On any given school day, you can tell who’s finished their homework and/or chores first by who’s downloaded to our favorite table outside 3 Hags’ Doughnuts. Today, that just so happens to be Ernie and Theo. Well, Theo wanted to do Pho Goodness’ Saké, but Ernie would have none of it. His exact words were, “I’m not blowing my allowance money on what is essentially meat-sweat when I can have the actual meat instead.” That turned into an argument ending with 3 Hags’ as a compromise. Somehow. For the record, I was up for finding a massage parlor that’s unbiased against getting tweens off, but I guess this place has its charm. It got 4.8 stars on Yelp, though I suspect .8 of those stars are due to the gingerbread house décor, because while my cruller’s good, it’s not great—a common ailment at places that offer gluten-free alternatives on an otherwise gluten-enriched menu. Gluten-free is always an afterthought, just like chicken at burger joints, vegetarian at pho restaurants.

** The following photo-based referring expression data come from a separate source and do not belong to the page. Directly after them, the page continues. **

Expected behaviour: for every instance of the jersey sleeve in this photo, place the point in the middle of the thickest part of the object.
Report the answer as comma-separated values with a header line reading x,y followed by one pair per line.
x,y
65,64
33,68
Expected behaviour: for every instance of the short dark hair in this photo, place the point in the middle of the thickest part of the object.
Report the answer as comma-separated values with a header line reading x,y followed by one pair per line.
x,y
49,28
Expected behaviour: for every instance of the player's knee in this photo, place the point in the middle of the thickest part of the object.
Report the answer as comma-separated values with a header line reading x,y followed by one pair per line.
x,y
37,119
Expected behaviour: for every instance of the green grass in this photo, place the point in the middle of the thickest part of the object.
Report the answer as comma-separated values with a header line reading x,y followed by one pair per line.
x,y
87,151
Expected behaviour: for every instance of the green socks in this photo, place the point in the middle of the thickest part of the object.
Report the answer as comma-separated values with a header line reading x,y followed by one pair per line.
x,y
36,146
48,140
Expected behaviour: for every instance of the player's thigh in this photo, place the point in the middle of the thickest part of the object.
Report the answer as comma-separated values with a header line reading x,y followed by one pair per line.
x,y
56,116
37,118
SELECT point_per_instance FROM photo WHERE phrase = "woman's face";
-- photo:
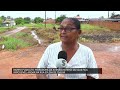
(68, 31)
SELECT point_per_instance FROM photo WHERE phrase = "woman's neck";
(70, 46)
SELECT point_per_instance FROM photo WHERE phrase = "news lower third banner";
(56, 70)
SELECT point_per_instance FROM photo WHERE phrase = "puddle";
(35, 37)
(114, 49)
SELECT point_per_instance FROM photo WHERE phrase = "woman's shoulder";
(54, 45)
(84, 47)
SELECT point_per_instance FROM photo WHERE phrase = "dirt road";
(107, 57)
(13, 31)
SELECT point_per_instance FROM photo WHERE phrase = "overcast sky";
(51, 14)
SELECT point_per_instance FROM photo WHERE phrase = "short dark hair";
(76, 22)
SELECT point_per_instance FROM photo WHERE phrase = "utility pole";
(55, 17)
(45, 19)
(108, 14)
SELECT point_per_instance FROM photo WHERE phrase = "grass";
(40, 25)
(13, 43)
(88, 28)
(4, 29)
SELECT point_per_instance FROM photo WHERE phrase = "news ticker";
(56, 70)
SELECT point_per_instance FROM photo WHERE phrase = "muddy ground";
(106, 54)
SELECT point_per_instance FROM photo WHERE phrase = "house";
(8, 22)
(82, 20)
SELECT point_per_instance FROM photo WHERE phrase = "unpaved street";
(107, 57)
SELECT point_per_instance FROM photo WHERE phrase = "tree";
(3, 18)
(38, 20)
(60, 19)
(27, 20)
(102, 17)
(19, 20)
(0, 21)
(112, 15)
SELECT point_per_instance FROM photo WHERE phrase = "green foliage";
(60, 19)
(38, 20)
(13, 43)
(27, 20)
(19, 20)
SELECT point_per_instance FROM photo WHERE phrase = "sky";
(51, 14)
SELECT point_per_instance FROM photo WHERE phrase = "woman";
(78, 55)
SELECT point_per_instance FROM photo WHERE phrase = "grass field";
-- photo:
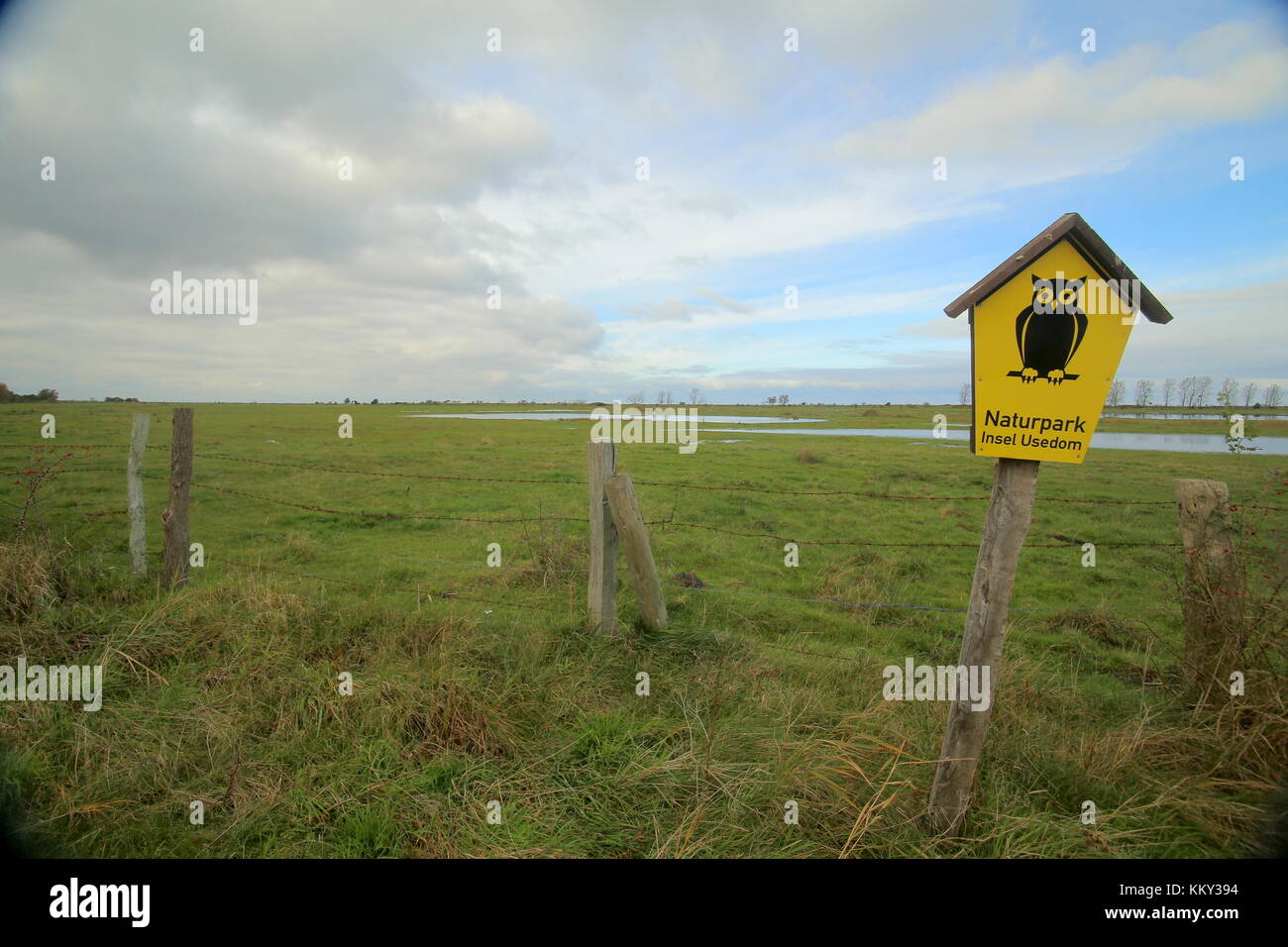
(227, 690)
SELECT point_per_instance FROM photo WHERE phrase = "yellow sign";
(1044, 347)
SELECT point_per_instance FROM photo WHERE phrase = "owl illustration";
(1050, 330)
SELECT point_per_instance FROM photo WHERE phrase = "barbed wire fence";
(664, 527)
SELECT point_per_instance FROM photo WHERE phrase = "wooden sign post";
(1048, 328)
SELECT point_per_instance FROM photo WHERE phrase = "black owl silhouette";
(1050, 330)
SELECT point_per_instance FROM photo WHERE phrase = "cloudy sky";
(519, 169)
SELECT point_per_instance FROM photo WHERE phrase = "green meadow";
(476, 684)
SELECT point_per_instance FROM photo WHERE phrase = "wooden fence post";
(134, 489)
(1211, 602)
(1010, 510)
(601, 590)
(639, 557)
(174, 521)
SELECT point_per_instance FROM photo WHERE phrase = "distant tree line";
(8, 397)
(1196, 390)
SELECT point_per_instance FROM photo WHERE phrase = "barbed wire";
(971, 497)
(443, 594)
(368, 514)
(901, 545)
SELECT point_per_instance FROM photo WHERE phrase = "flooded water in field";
(1160, 416)
(1111, 440)
(587, 416)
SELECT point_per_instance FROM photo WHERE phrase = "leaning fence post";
(639, 557)
(174, 521)
(1211, 602)
(601, 590)
(134, 489)
(1010, 510)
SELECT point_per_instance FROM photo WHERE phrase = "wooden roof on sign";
(1087, 241)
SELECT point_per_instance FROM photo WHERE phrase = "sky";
(497, 239)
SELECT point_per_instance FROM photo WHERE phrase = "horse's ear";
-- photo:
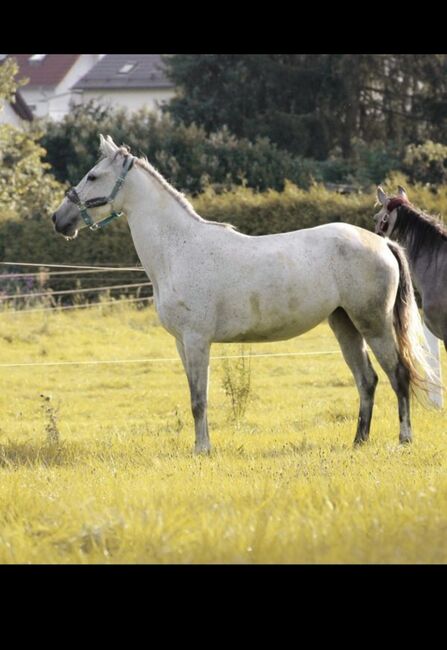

“Advertising is such bullshit,” Ernie says, upset despite the large milkshake and half-dozen pastries laid out before him.
Theo’s selection is more conservative (and, yes, hipster): gluten-free muffin and green tea latte. “You say everything is bullshit,” he points out.
“That’s because everything is bullshit. But advertising, especially.” Ernie points to the strip mall across the street. There’s a large poster in the window of a cell phone store showing two gorgeous college girls laughing and dancing together while sharing a pair of earbuds. Two chicks, one phone, in other words.
“Everyone looks better and has whiter teeth in advertisements than in real life,” Theo says.
“Oh, I don’t care about any of that.”
“Your porn collection begs to differ,” I say with a smirk.
Theo glares at me while replying to Ernie: “Then what?”
Inserting a handful of Danish into his mouth, Ernie says, “Just look at the tarts! Who shares a pair of earbuds between a single phone and dances to music like that? No one, that’s who!”
“You’re both twelve, and I’m plush,” I suggest. “How do we know what college girls do with their free time?”
“Doesn’t matter! A baby could call out the blatant inaccuracy of that poster! Clearly both girls are rich enough and white enough—”
“Racism,” Theo interjects.
“—for each to be able to afford her own phone, her own earbuds. Unless they’re going to trib immediately after, why would they put up with one earbud per person, one playlist on one phone? Totally unrealistic!”
“Ads aren’t supposed to be real. That’s why they’re ads.”
“Can you imagine a world where people use the things they buy the way they’re portrayed in commercials? Office jockeys off-roading to work every morning in their Jeep Grand Cherokees? Supermodels having orgasms while lathering Herbal Essences into their hair? Everything in cheesy slow-motion?” Ernie thinks for a sec. “Can you imagine if I ate this Danish all commercial-style?” He grabs Theo’s phone—
“Hey!” Theo yells, nearly spilling his tea.
—waves at him dismissively. “Relax, Goten. I’m just putting on a little music.” He searches for a moment, sets the phone back down. Berlin’s “Take My Breath Away” starts playing. Trying to move in slow-motion, trying to look sexy, he picks up his Danish, teases one edge with the tip of his tongue. With his free hand, he removes his beanie, tosses it aside; he leans back, pretends to shake out a non-existent mane of unbridled hair. He braces the Danish above his gaping mouth—at which point a large chunk breaks off and falls directly into his windpipe. For a second he just freezes, bug-eyed, unable to suspend his disbelief that his breath has literally been taken away. He starts chewing with his neck. Or trying to, anyway. When that doesn’t work, he jerks forward and chokes loudly. Like some kind of gasping, grotesque piñata, he manages to cough up the Danish, as well as several undigested bits of Skittle and Gummy.
Theo clears his throat. “I’ve never seen that commercial.”
“I think I have Danish Lung,” Ernie rasps.